While the eventual outcome of such an action is rarely in question, how the property owner will be compensated for the involuntary loss often comes into question.

Resolving disputes between property owners and what’s called “condemning authorities” is the practice focus for Menelaos “Manny” Papalas and Chuck Griffith at Papalas | Griffith.

“We like to get out in front of it, as soon as we know it’s coming,” Papalas said.

The firm monitors government agencies that condemn private property through eminent domain for infrastructure improvement projects such as roads.

“We bring that information to people who are going to have takings. It benefits them to be thinking about it as far in advance as they can. It’s even better if they have us thinking about it,” Papalas said.

The amount of compensation for the property taken is usually the issue. Condemning authorities tend to be conservative in their initial assessment of the fair value of property that will be taken through eminent domain.

“Sometimes, the government doesn’t know what’s unique about a property or doesn’t understand its value,” Griffith said.

For example, the firm represented a group of clients that owned land and businesses on a side street extending from a main commercial road that was being improved.

The change to the side street was limited to installation of a sidewalk, so the government made small offers to the landowners.

The offers were for only the value of the land under the proposed new sidewalk, but the road project would have “very significant impacts on the businesses and the land values” during construction, Papalas said.

He said one of the clients was a food-testing laboratory with customers that had to have easy access to the business, otherwise, samples could spoil and endanger the laboratory’s bottom line.

“The county offered the food lab $3,100 and the ultimate recovery was $640,000,”  Papalas said.

Another business adjacent to the project owned a vacant office building.

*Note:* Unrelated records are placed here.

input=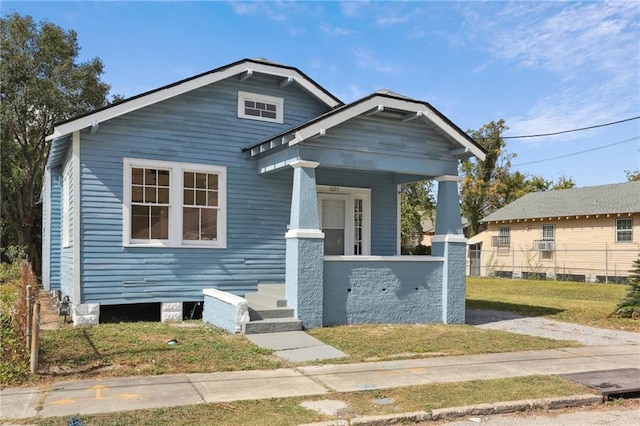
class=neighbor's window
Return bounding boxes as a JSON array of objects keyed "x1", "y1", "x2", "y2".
[
  {"x1": 616, "y1": 217, "x2": 633, "y2": 243},
  {"x1": 123, "y1": 158, "x2": 226, "y2": 248},
  {"x1": 497, "y1": 226, "x2": 511, "y2": 247},
  {"x1": 238, "y1": 91, "x2": 284, "y2": 123},
  {"x1": 542, "y1": 225, "x2": 556, "y2": 241}
]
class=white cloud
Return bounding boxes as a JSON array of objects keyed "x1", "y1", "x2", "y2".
[
  {"x1": 228, "y1": 1, "x2": 291, "y2": 22},
  {"x1": 320, "y1": 24, "x2": 358, "y2": 37},
  {"x1": 464, "y1": 2, "x2": 640, "y2": 138}
]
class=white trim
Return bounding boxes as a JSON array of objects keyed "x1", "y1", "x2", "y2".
[
  {"x1": 435, "y1": 175, "x2": 462, "y2": 182},
  {"x1": 431, "y1": 234, "x2": 467, "y2": 244},
  {"x1": 122, "y1": 157, "x2": 227, "y2": 249},
  {"x1": 289, "y1": 160, "x2": 320, "y2": 169},
  {"x1": 316, "y1": 185, "x2": 371, "y2": 256},
  {"x1": 238, "y1": 90, "x2": 284, "y2": 124},
  {"x1": 289, "y1": 96, "x2": 485, "y2": 160},
  {"x1": 45, "y1": 61, "x2": 340, "y2": 141},
  {"x1": 284, "y1": 229, "x2": 324, "y2": 239},
  {"x1": 202, "y1": 288, "x2": 247, "y2": 308},
  {"x1": 324, "y1": 256, "x2": 444, "y2": 262},
  {"x1": 71, "y1": 131, "x2": 82, "y2": 304}
]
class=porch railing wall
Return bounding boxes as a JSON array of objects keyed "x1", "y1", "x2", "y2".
[{"x1": 323, "y1": 256, "x2": 444, "y2": 325}]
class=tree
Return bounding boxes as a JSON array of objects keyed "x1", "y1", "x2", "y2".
[
  {"x1": 616, "y1": 255, "x2": 640, "y2": 318},
  {"x1": 624, "y1": 170, "x2": 640, "y2": 182},
  {"x1": 0, "y1": 13, "x2": 110, "y2": 269},
  {"x1": 460, "y1": 120, "x2": 510, "y2": 237},
  {"x1": 400, "y1": 181, "x2": 436, "y2": 252},
  {"x1": 460, "y1": 120, "x2": 575, "y2": 237}
]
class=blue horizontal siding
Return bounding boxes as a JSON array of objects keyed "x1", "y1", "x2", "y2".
[
  {"x1": 45, "y1": 167, "x2": 62, "y2": 290},
  {"x1": 80, "y1": 76, "x2": 326, "y2": 304}
]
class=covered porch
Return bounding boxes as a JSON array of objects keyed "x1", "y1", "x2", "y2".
[{"x1": 245, "y1": 92, "x2": 484, "y2": 328}]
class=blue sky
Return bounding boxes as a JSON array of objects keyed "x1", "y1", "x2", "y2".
[{"x1": 2, "y1": 1, "x2": 640, "y2": 186}]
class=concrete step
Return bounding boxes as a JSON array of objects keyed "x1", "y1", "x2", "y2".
[
  {"x1": 242, "y1": 318, "x2": 302, "y2": 334},
  {"x1": 249, "y1": 305, "x2": 293, "y2": 321},
  {"x1": 244, "y1": 292, "x2": 287, "y2": 308},
  {"x1": 258, "y1": 283, "x2": 286, "y2": 299}
]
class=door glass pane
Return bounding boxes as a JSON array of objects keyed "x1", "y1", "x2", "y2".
[
  {"x1": 322, "y1": 200, "x2": 344, "y2": 228},
  {"x1": 322, "y1": 200, "x2": 346, "y2": 256},
  {"x1": 322, "y1": 229, "x2": 344, "y2": 256}
]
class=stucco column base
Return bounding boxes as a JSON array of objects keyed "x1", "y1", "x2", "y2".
[
  {"x1": 285, "y1": 160, "x2": 324, "y2": 328},
  {"x1": 431, "y1": 235, "x2": 467, "y2": 324},
  {"x1": 285, "y1": 235, "x2": 324, "y2": 328}
]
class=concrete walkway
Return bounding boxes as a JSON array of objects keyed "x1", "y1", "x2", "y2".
[
  {"x1": 0, "y1": 345, "x2": 640, "y2": 421},
  {"x1": 246, "y1": 331, "x2": 349, "y2": 362},
  {"x1": 466, "y1": 309, "x2": 640, "y2": 346}
]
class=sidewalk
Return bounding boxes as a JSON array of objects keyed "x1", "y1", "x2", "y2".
[{"x1": 0, "y1": 345, "x2": 640, "y2": 421}]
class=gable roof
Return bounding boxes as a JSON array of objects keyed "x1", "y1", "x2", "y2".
[
  {"x1": 243, "y1": 89, "x2": 486, "y2": 160},
  {"x1": 46, "y1": 59, "x2": 343, "y2": 140},
  {"x1": 482, "y1": 182, "x2": 640, "y2": 222}
]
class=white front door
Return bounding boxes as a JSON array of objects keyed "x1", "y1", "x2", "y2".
[{"x1": 318, "y1": 186, "x2": 371, "y2": 256}]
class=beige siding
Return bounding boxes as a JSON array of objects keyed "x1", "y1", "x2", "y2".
[{"x1": 467, "y1": 213, "x2": 640, "y2": 281}]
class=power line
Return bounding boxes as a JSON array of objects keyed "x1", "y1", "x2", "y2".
[
  {"x1": 513, "y1": 136, "x2": 640, "y2": 167},
  {"x1": 476, "y1": 115, "x2": 640, "y2": 139}
]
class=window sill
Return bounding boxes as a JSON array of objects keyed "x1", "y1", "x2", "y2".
[{"x1": 122, "y1": 243, "x2": 227, "y2": 249}]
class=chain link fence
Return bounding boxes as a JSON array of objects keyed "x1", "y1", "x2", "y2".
[{"x1": 466, "y1": 245, "x2": 640, "y2": 284}]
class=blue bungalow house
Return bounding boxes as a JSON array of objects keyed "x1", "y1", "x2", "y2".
[{"x1": 42, "y1": 59, "x2": 485, "y2": 331}]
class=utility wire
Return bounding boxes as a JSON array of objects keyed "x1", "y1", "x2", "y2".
[
  {"x1": 513, "y1": 136, "x2": 640, "y2": 167},
  {"x1": 477, "y1": 115, "x2": 640, "y2": 139}
]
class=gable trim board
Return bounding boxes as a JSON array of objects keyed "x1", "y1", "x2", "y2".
[
  {"x1": 46, "y1": 59, "x2": 342, "y2": 141},
  {"x1": 44, "y1": 60, "x2": 484, "y2": 326},
  {"x1": 243, "y1": 92, "x2": 485, "y2": 160}
]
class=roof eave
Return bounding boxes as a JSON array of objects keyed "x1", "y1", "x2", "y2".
[
  {"x1": 243, "y1": 93, "x2": 486, "y2": 160},
  {"x1": 46, "y1": 59, "x2": 343, "y2": 141}
]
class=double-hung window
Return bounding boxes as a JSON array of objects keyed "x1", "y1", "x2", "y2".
[
  {"x1": 123, "y1": 158, "x2": 226, "y2": 248},
  {"x1": 616, "y1": 217, "x2": 633, "y2": 243}
]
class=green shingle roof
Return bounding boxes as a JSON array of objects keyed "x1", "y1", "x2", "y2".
[{"x1": 482, "y1": 182, "x2": 640, "y2": 222}]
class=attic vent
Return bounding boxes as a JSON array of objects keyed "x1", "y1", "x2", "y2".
[{"x1": 238, "y1": 91, "x2": 284, "y2": 123}]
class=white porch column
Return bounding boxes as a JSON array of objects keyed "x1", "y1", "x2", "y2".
[
  {"x1": 285, "y1": 160, "x2": 324, "y2": 328},
  {"x1": 431, "y1": 176, "x2": 467, "y2": 324}
]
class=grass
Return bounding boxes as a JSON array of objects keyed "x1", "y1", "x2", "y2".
[
  {"x1": 467, "y1": 277, "x2": 640, "y2": 332},
  {"x1": 12, "y1": 376, "x2": 592, "y2": 426},
  {"x1": 34, "y1": 321, "x2": 282, "y2": 381},
  {"x1": 307, "y1": 324, "x2": 578, "y2": 363}
]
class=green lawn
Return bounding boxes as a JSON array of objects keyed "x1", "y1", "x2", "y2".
[{"x1": 467, "y1": 277, "x2": 640, "y2": 332}]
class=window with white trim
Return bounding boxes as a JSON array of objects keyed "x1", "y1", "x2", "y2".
[
  {"x1": 238, "y1": 91, "x2": 284, "y2": 123},
  {"x1": 616, "y1": 217, "x2": 633, "y2": 243},
  {"x1": 542, "y1": 225, "x2": 556, "y2": 241},
  {"x1": 123, "y1": 158, "x2": 226, "y2": 248}
]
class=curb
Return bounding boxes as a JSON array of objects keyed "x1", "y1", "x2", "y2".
[{"x1": 299, "y1": 394, "x2": 604, "y2": 426}]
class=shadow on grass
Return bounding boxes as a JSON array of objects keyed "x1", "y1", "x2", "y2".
[{"x1": 466, "y1": 299, "x2": 564, "y2": 325}]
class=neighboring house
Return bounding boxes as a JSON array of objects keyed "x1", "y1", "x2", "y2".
[
  {"x1": 468, "y1": 182, "x2": 640, "y2": 282},
  {"x1": 43, "y1": 59, "x2": 484, "y2": 327}
]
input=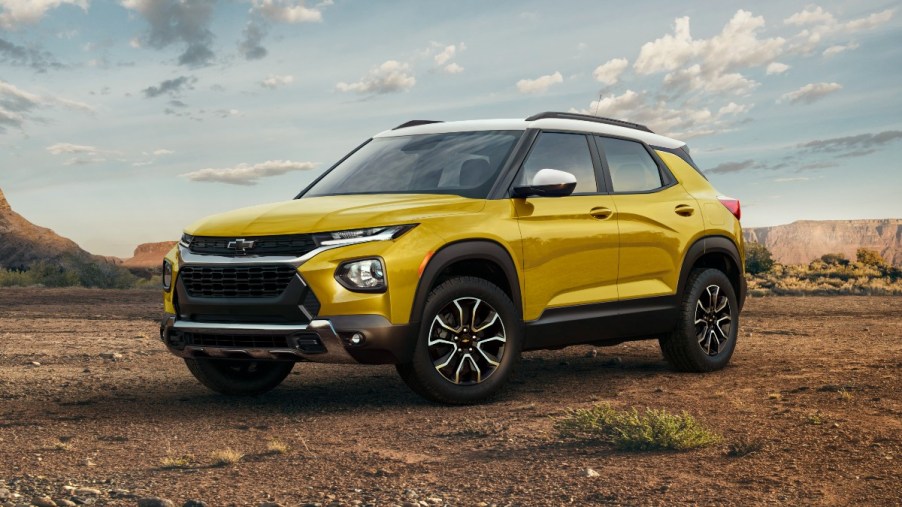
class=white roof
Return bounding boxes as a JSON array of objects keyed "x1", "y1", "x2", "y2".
[{"x1": 373, "y1": 118, "x2": 686, "y2": 148}]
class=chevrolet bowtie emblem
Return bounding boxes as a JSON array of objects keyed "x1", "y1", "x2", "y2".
[{"x1": 226, "y1": 239, "x2": 255, "y2": 252}]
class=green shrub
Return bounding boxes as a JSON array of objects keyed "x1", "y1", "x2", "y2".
[{"x1": 555, "y1": 403, "x2": 721, "y2": 451}]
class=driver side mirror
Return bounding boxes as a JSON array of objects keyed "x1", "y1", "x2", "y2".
[{"x1": 513, "y1": 169, "x2": 576, "y2": 197}]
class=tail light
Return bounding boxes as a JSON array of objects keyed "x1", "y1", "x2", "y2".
[{"x1": 717, "y1": 195, "x2": 742, "y2": 220}]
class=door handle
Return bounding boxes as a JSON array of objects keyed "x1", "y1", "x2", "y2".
[
  {"x1": 589, "y1": 207, "x2": 614, "y2": 220},
  {"x1": 673, "y1": 204, "x2": 695, "y2": 217}
]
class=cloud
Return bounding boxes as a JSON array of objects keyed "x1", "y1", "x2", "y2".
[
  {"x1": 766, "y1": 62, "x2": 789, "y2": 76},
  {"x1": 442, "y1": 62, "x2": 464, "y2": 74},
  {"x1": 592, "y1": 58, "x2": 630, "y2": 85},
  {"x1": 777, "y1": 83, "x2": 842, "y2": 104},
  {"x1": 335, "y1": 60, "x2": 417, "y2": 95},
  {"x1": 141, "y1": 76, "x2": 197, "y2": 99},
  {"x1": 705, "y1": 160, "x2": 759, "y2": 174},
  {"x1": 121, "y1": 0, "x2": 215, "y2": 67},
  {"x1": 182, "y1": 160, "x2": 317, "y2": 186},
  {"x1": 0, "y1": 0, "x2": 88, "y2": 30},
  {"x1": 0, "y1": 38, "x2": 63, "y2": 72},
  {"x1": 823, "y1": 42, "x2": 858, "y2": 58},
  {"x1": 0, "y1": 80, "x2": 94, "y2": 133},
  {"x1": 797, "y1": 130, "x2": 902, "y2": 157},
  {"x1": 517, "y1": 72, "x2": 564, "y2": 93},
  {"x1": 783, "y1": 5, "x2": 894, "y2": 54},
  {"x1": 47, "y1": 143, "x2": 101, "y2": 155},
  {"x1": 260, "y1": 74, "x2": 294, "y2": 90},
  {"x1": 251, "y1": 0, "x2": 332, "y2": 23},
  {"x1": 238, "y1": 20, "x2": 268, "y2": 60}
]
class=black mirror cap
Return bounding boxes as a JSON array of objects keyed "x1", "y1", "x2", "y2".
[{"x1": 512, "y1": 181, "x2": 576, "y2": 197}]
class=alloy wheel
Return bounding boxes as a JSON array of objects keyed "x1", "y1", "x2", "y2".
[
  {"x1": 695, "y1": 285, "x2": 732, "y2": 356},
  {"x1": 426, "y1": 297, "x2": 507, "y2": 385}
]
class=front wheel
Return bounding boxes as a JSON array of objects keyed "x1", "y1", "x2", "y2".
[
  {"x1": 397, "y1": 277, "x2": 522, "y2": 405},
  {"x1": 659, "y1": 269, "x2": 739, "y2": 373},
  {"x1": 185, "y1": 358, "x2": 294, "y2": 396}
]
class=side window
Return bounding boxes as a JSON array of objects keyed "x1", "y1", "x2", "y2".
[
  {"x1": 595, "y1": 136, "x2": 663, "y2": 192},
  {"x1": 519, "y1": 132, "x2": 598, "y2": 194}
]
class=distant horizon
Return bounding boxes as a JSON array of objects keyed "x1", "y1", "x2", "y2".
[{"x1": 0, "y1": 0, "x2": 902, "y2": 257}]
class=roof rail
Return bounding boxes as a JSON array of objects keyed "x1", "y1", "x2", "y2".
[
  {"x1": 392, "y1": 120, "x2": 442, "y2": 130},
  {"x1": 526, "y1": 111, "x2": 654, "y2": 134}
]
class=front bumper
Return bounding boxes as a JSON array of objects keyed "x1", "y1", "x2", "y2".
[{"x1": 160, "y1": 315, "x2": 416, "y2": 364}]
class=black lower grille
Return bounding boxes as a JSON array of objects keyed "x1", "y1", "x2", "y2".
[
  {"x1": 184, "y1": 333, "x2": 288, "y2": 349},
  {"x1": 179, "y1": 265, "x2": 297, "y2": 298},
  {"x1": 188, "y1": 234, "x2": 316, "y2": 257}
]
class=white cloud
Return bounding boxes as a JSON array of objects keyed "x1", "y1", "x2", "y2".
[
  {"x1": 260, "y1": 74, "x2": 294, "y2": 89},
  {"x1": 335, "y1": 60, "x2": 417, "y2": 94},
  {"x1": 442, "y1": 62, "x2": 464, "y2": 74},
  {"x1": 517, "y1": 72, "x2": 564, "y2": 93},
  {"x1": 251, "y1": 0, "x2": 332, "y2": 23},
  {"x1": 777, "y1": 83, "x2": 842, "y2": 104},
  {"x1": 0, "y1": 0, "x2": 89, "y2": 30},
  {"x1": 592, "y1": 58, "x2": 629, "y2": 85},
  {"x1": 182, "y1": 160, "x2": 317, "y2": 186},
  {"x1": 767, "y1": 62, "x2": 789, "y2": 76},
  {"x1": 433, "y1": 44, "x2": 457, "y2": 65},
  {"x1": 47, "y1": 143, "x2": 101, "y2": 155},
  {"x1": 823, "y1": 42, "x2": 858, "y2": 58}
]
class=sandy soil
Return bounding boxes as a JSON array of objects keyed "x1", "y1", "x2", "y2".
[{"x1": 0, "y1": 288, "x2": 902, "y2": 506}]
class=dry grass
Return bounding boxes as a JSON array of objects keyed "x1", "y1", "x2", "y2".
[
  {"x1": 210, "y1": 448, "x2": 244, "y2": 467},
  {"x1": 266, "y1": 438, "x2": 291, "y2": 454}
]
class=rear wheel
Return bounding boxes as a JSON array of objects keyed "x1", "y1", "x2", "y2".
[
  {"x1": 185, "y1": 358, "x2": 294, "y2": 396},
  {"x1": 397, "y1": 277, "x2": 522, "y2": 404},
  {"x1": 659, "y1": 269, "x2": 739, "y2": 372}
]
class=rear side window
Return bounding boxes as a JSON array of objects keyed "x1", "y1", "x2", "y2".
[
  {"x1": 520, "y1": 132, "x2": 598, "y2": 194},
  {"x1": 595, "y1": 137, "x2": 664, "y2": 192}
]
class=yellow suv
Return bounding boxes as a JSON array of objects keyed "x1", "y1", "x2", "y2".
[{"x1": 161, "y1": 112, "x2": 745, "y2": 403}]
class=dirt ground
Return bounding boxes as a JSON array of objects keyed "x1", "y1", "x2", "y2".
[{"x1": 0, "y1": 288, "x2": 902, "y2": 506}]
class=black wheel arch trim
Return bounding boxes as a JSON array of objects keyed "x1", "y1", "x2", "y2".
[
  {"x1": 677, "y1": 235, "x2": 746, "y2": 310},
  {"x1": 410, "y1": 239, "x2": 523, "y2": 325}
]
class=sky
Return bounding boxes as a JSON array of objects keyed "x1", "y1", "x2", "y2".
[{"x1": 0, "y1": 0, "x2": 902, "y2": 257}]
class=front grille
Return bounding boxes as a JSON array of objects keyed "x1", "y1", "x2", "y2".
[
  {"x1": 183, "y1": 333, "x2": 288, "y2": 349},
  {"x1": 188, "y1": 234, "x2": 316, "y2": 257},
  {"x1": 179, "y1": 264, "x2": 297, "y2": 298}
]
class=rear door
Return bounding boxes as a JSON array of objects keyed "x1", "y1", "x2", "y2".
[
  {"x1": 513, "y1": 132, "x2": 618, "y2": 320},
  {"x1": 593, "y1": 136, "x2": 704, "y2": 300}
]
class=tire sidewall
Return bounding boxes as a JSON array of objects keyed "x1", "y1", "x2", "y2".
[
  {"x1": 413, "y1": 277, "x2": 523, "y2": 403},
  {"x1": 679, "y1": 269, "x2": 739, "y2": 371}
]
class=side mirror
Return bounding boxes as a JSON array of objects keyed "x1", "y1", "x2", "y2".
[{"x1": 514, "y1": 169, "x2": 576, "y2": 197}]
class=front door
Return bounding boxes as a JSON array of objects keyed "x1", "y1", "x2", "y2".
[{"x1": 514, "y1": 132, "x2": 619, "y2": 321}]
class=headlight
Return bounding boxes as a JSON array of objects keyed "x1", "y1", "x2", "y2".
[
  {"x1": 313, "y1": 224, "x2": 417, "y2": 246},
  {"x1": 163, "y1": 260, "x2": 172, "y2": 291},
  {"x1": 335, "y1": 258, "x2": 385, "y2": 292}
]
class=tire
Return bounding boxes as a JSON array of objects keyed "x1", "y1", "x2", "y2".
[
  {"x1": 185, "y1": 359, "x2": 294, "y2": 396},
  {"x1": 397, "y1": 276, "x2": 523, "y2": 405},
  {"x1": 659, "y1": 269, "x2": 739, "y2": 373}
]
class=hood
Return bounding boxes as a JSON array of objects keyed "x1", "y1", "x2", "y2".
[{"x1": 185, "y1": 194, "x2": 485, "y2": 237}]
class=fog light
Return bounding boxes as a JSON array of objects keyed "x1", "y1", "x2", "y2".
[{"x1": 335, "y1": 258, "x2": 385, "y2": 292}]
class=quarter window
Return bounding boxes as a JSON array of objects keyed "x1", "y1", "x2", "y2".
[
  {"x1": 520, "y1": 132, "x2": 598, "y2": 194},
  {"x1": 595, "y1": 137, "x2": 663, "y2": 192}
]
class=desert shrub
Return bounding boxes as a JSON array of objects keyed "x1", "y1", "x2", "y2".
[
  {"x1": 821, "y1": 253, "x2": 849, "y2": 266},
  {"x1": 745, "y1": 243, "x2": 774, "y2": 275},
  {"x1": 855, "y1": 248, "x2": 886, "y2": 267},
  {"x1": 555, "y1": 403, "x2": 721, "y2": 451}
]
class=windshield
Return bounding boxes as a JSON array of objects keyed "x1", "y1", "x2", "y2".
[{"x1": 304, "y1": 131, "x2": 523, "y2": 199}]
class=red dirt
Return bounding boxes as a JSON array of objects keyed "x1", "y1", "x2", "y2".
[{"x1": 0, "y1": 288, "x2": 902, "y2": 506}]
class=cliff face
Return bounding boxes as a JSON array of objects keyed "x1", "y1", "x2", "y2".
[
  {"x1": 122, "y1": 241, "x2": 178, "y2": 269},
  {"x1": 743, "y1": 218, "x2": 902, "y2": 266},
  {"x1": 0, "y1": 190, "x2": 99, "y2": 269}
]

Papalas said local knowledge of the road project and its expected traffic impact prevented the owner from leasing the building during the construction.

The county offered the owner less than $15,000; the recovery was $355,000.

Papalas said the third client was a dry cleaner – one of the most convenience-oriented business types. 

The government offered the business owner no compensation because he was a tenant, not the property owner. Legally, he could seek only lost profits as business damages.

The firm reached a settlement of $144,000 for the client.

“Sometimes, we represent sophisticated real estate clients who understand the issues, but for more than half of our clients, it’s a one-time deal for them,” Griffith said.

The government’s authority to condemn and take private property for public projects is limited by the U.S. Constitution and also by the state constitution.

Papalas said the first eminent domain actions in Florida were related to the expansion of railroads as the state became a destination for tourists and developers.

The state moved to protect landowners from unfair property forfeiture by law and pays the legal fees for property owners with eminent domain disputes.

“Florida really puts people on a level playing field,” Papalas said.